Their adaptiveness to both high salt concentration and temperature makes them sources of industrially valuable enzymes. Their biotechnological potential for producing compatible solutes, biopolymers, and other compounds is of industrial interest. Moreover, haloarchaea constitute an excellent model for study of adaptive mechanisms that permit them to tolerate multiple extreme conditions. Haloarchaea have developed strategies to survive under harsh conditions of pH, temperature, or ionic strength. The knowledge on halocins and understanding how they act in such harsh environments represent an emerging domain of research. This field has been seldom explored until now. Halophilic bacteria and archaea generally use disulfide bond formation and ionic interactions as a main strategy to specifically balance and localize particular amino acids at the surface of the protein to stabilize their three dimensional structures.
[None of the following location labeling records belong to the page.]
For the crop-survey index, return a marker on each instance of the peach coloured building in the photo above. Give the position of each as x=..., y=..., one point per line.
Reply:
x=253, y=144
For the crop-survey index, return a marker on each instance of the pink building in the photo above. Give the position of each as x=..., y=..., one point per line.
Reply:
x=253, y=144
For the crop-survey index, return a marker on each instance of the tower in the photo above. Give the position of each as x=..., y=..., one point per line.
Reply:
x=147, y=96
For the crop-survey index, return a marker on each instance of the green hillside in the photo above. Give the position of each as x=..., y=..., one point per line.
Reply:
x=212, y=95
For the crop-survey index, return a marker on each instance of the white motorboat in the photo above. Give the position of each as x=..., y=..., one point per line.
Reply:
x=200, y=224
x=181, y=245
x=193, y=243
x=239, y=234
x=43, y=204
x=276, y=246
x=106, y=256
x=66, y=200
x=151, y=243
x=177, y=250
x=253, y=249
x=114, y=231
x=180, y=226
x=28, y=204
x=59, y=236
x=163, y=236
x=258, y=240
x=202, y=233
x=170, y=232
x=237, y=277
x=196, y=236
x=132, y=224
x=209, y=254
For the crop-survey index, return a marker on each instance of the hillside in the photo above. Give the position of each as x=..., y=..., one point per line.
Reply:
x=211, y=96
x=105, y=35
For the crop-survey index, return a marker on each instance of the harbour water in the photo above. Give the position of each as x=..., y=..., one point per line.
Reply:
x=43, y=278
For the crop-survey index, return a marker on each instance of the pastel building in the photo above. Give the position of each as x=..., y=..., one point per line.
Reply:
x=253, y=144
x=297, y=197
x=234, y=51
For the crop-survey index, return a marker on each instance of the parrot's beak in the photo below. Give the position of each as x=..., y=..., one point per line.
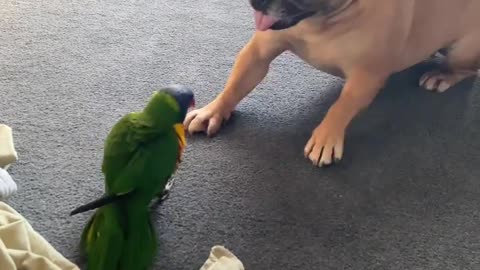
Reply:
x=192, y=106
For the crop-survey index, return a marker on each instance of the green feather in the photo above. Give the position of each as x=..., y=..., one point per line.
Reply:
x=140, y=155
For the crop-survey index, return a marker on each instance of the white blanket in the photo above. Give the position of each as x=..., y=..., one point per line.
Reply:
x=222, y=259
x=22, y=248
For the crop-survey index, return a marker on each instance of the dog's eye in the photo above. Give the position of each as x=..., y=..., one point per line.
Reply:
x=263, y=3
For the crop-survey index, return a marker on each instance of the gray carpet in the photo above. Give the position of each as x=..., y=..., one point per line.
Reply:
x=407, y=195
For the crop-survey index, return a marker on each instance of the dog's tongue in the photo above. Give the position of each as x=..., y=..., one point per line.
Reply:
x=264, y=22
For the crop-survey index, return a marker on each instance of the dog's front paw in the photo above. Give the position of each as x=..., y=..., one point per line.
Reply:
x=441, y=81
x=325, y=147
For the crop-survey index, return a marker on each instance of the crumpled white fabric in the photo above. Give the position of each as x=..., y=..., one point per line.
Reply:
x=22, y=248
x=8, y=154
x=221, y=258
x=8, y=187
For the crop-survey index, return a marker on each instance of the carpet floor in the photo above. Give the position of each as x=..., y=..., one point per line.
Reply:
x=407, y=195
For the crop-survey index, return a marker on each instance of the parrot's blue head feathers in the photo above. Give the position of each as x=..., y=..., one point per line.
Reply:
x=184, y=97
x=169, y=105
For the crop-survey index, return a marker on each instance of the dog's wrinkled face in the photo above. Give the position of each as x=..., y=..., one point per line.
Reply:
x=282, y=14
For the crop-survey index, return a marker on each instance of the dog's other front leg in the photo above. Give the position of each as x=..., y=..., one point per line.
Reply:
x=250, y=68
x=326, y=143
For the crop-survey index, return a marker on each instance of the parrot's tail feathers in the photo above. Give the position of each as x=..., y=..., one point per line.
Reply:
x=100, y=202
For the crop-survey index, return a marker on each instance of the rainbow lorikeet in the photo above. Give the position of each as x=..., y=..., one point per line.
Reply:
x=141, y=153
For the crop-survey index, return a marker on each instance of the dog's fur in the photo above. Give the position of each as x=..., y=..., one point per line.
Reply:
x=363, y=41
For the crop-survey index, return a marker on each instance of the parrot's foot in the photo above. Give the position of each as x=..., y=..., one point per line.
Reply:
x=162, y=196
x=325, y=147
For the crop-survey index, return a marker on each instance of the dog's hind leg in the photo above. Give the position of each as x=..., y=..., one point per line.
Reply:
x=462, y=62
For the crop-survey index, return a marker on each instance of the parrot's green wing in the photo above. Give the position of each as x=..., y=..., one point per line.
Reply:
x=121, y=145
x=104, y=239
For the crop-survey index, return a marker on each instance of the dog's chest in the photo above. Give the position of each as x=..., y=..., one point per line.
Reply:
x=319, y=53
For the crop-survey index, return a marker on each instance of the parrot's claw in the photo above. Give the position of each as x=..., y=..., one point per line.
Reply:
x=166, y=192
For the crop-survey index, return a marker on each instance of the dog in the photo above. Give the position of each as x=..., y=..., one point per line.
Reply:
x=361, y=41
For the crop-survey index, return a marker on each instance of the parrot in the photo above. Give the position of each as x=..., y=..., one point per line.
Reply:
x=141, y=153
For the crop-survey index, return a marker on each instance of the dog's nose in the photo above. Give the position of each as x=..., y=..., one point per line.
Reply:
x=260, y=5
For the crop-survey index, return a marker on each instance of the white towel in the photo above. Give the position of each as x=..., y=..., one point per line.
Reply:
x=222, y=259
x=8, y=187
x=8, y=155
x=22, y=248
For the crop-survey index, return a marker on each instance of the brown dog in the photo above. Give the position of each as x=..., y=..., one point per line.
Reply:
x=363, y=41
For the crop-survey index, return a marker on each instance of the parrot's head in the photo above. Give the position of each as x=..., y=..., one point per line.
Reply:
x=172, y=102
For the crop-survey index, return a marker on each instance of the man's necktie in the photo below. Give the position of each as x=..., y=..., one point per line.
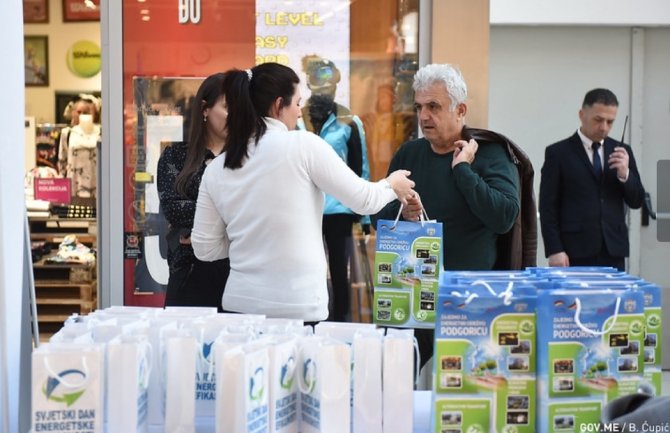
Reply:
x=597, y=164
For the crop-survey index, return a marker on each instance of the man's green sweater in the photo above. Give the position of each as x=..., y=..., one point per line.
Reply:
x=475, y=203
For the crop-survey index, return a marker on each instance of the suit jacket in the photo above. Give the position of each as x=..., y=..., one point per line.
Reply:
x=578, y=212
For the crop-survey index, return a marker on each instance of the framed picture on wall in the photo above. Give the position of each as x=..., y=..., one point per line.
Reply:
x=36, y=57
x=81, y=10
x=35, y=11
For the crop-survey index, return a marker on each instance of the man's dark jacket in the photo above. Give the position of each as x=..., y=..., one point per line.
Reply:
x=578, y=212
x=517, y=248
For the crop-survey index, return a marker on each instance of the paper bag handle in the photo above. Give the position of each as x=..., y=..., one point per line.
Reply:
x=423, y=217
x=301, y=384
x=148, y=356
x=65, y=383
x=505, y=294
x=578, y=311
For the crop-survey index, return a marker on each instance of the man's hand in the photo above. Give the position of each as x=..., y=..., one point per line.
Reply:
x=412, y=210
x=402, y=185
x=618, y=160
x=465, y=152
x=559, y=259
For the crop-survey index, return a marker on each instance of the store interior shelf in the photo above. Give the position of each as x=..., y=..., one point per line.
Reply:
x=62, y=289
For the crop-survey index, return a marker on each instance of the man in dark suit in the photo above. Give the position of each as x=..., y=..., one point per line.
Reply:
x=587, y=181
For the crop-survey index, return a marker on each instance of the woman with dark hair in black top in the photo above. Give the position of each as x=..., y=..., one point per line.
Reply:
x=180, y=168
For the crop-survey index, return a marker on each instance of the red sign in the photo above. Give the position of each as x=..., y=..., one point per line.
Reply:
x=54, y=190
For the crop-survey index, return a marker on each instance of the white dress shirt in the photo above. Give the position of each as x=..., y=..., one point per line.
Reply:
x=266, y=216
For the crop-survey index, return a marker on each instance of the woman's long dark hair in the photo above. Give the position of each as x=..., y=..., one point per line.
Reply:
x=208, y=94
x=249, y=99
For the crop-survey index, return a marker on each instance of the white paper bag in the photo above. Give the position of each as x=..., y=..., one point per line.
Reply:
x=398, y=381
x=67, y=388
x=283, y=386
x=367, y=381
x=324, y=380
x=243, y=380
x=179, y=379
x=206, y=331
x=128, y=369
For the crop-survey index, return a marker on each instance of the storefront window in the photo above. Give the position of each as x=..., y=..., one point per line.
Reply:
x=367, y=49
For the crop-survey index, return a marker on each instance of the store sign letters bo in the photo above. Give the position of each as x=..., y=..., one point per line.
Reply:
x=189, y=11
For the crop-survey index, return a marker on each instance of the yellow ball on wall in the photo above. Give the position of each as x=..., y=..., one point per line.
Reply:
x=83, y=59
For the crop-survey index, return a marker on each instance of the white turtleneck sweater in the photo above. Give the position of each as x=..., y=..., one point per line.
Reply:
x=266, y=216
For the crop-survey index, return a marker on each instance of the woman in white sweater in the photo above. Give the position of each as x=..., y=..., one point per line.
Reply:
x=261, y=201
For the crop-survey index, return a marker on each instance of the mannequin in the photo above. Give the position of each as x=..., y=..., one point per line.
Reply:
x=344, y=132
x=79, y=152
x=83, y=104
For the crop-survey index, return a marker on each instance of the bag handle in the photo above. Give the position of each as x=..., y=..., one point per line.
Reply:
x=423, y=217
x=301, y=376
x=147, y=354
x=506, y=294
x=578, y=311
x=62, y=381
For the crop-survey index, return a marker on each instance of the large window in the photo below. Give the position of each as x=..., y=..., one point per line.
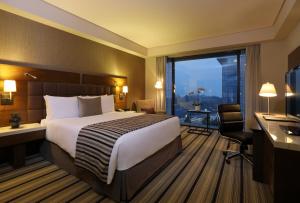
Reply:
x=208, y=80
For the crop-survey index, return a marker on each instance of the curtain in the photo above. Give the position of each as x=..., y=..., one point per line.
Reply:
x=252, y=85
x=160, y=103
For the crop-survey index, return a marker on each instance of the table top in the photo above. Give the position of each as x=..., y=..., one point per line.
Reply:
x=201, y=111
x=30, y=127
x=278, y=137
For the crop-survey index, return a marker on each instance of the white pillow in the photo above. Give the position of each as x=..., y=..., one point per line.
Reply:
x=107, y=103
x=61, y=107
x=88, y=97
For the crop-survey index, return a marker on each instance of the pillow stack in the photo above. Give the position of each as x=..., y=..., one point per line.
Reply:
x=81, y=106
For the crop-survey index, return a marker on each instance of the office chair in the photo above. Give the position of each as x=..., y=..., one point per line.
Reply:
x=231, y=126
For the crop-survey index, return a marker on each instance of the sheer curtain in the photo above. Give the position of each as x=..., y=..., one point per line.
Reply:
x=160, y=103
x=252, y=85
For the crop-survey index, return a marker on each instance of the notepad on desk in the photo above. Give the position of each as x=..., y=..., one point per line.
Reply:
x=280, y=118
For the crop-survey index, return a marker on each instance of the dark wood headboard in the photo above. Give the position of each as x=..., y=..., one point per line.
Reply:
x=61, y=78
x=294, y=58
x=36, y=90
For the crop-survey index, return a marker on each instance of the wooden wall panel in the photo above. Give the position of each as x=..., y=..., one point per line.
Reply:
x=29, y=42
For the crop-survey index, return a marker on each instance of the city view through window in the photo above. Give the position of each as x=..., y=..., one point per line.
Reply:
x=205, y=83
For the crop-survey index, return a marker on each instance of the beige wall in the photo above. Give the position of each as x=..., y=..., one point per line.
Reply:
x=25, y=41
x=274, y=64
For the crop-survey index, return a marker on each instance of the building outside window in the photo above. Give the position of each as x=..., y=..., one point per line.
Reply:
x=208, y=80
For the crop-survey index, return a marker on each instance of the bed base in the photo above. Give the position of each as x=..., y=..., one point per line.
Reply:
x=125, y=183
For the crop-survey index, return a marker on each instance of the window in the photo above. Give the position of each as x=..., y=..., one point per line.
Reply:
x=208, y=80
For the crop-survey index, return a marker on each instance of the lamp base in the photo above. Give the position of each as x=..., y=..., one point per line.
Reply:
x=6, y=100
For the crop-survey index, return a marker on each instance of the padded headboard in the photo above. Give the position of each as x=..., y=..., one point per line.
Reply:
x=36, y=108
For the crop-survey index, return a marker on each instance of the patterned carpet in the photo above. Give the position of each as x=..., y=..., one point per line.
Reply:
x=199, y=174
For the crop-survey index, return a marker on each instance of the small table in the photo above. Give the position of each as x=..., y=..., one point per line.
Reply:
x=198, y=130
x=17, y=139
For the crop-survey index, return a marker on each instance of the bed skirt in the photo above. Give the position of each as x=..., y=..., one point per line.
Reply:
x=125, y=183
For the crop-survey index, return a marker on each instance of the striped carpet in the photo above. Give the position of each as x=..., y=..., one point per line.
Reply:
x=199, y=174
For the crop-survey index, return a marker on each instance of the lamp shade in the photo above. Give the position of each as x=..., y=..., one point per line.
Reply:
x=267, y=90
x=158, y=85
x=125, y=89
x=10, y=86
x=288, y=91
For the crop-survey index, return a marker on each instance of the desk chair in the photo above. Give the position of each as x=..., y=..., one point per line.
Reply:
x=231, y=126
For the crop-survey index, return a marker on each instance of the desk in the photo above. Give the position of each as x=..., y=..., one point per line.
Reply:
x=207, y=131
x=276, y=159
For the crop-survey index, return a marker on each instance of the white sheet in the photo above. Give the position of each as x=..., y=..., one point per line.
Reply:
x=129, y=149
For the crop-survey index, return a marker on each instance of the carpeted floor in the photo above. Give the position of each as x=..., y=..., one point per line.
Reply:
x=199, y=174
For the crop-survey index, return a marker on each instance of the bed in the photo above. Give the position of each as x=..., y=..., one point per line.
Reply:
x=136, y=156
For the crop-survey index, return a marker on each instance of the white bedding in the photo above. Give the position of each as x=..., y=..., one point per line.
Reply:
x=129, y=149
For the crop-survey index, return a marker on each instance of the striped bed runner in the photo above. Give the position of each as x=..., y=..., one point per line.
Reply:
x=95, y=142
x=198, y=174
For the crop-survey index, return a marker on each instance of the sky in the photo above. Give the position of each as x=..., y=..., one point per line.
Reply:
x=192, y=74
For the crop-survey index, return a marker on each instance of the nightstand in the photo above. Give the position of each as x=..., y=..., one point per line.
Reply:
x=17, y=139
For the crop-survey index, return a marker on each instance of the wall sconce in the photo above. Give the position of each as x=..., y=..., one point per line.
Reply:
x=124, y=92
x=158, y=85
x=8, y=88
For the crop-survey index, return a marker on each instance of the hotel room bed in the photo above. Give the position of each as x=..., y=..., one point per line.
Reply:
x=136, y=156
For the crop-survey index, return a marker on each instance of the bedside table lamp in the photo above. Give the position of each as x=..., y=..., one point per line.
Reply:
x=124, y=92
x=268, y=90
x=9, y=86
x=125, y=89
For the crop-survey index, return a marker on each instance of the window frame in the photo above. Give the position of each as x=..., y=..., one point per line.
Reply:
x=173, y=60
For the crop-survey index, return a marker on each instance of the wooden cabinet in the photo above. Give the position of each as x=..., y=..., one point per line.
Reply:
x=17, y=138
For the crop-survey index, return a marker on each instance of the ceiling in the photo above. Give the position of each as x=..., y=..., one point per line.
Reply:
x=158, y=23
x=149, y=28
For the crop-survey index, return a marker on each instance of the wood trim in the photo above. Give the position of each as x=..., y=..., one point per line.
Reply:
x=16, y=72
x=294, y=58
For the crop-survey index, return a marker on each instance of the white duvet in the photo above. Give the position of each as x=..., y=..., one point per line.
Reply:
x=129, y=150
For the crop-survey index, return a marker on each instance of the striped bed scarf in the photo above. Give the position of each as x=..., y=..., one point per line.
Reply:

Therefore, it would be interesting to investigate the specific properties of halocins that make them different from others that usually denatured under harsh conditions. Future research may clarify the different aspects of the production and roles of these halocins, biosynthesis, and maturation pathways, detailed structures and mechanisms of action, as well as their ecological roles. In order to realize their full clinical potential, further studies need to focus on their physical structure and modes of action so that clinicians will be able to predict which halocins have the desired pharmaceutical effect. It will also reveal its potential applications for mankind in the coming years.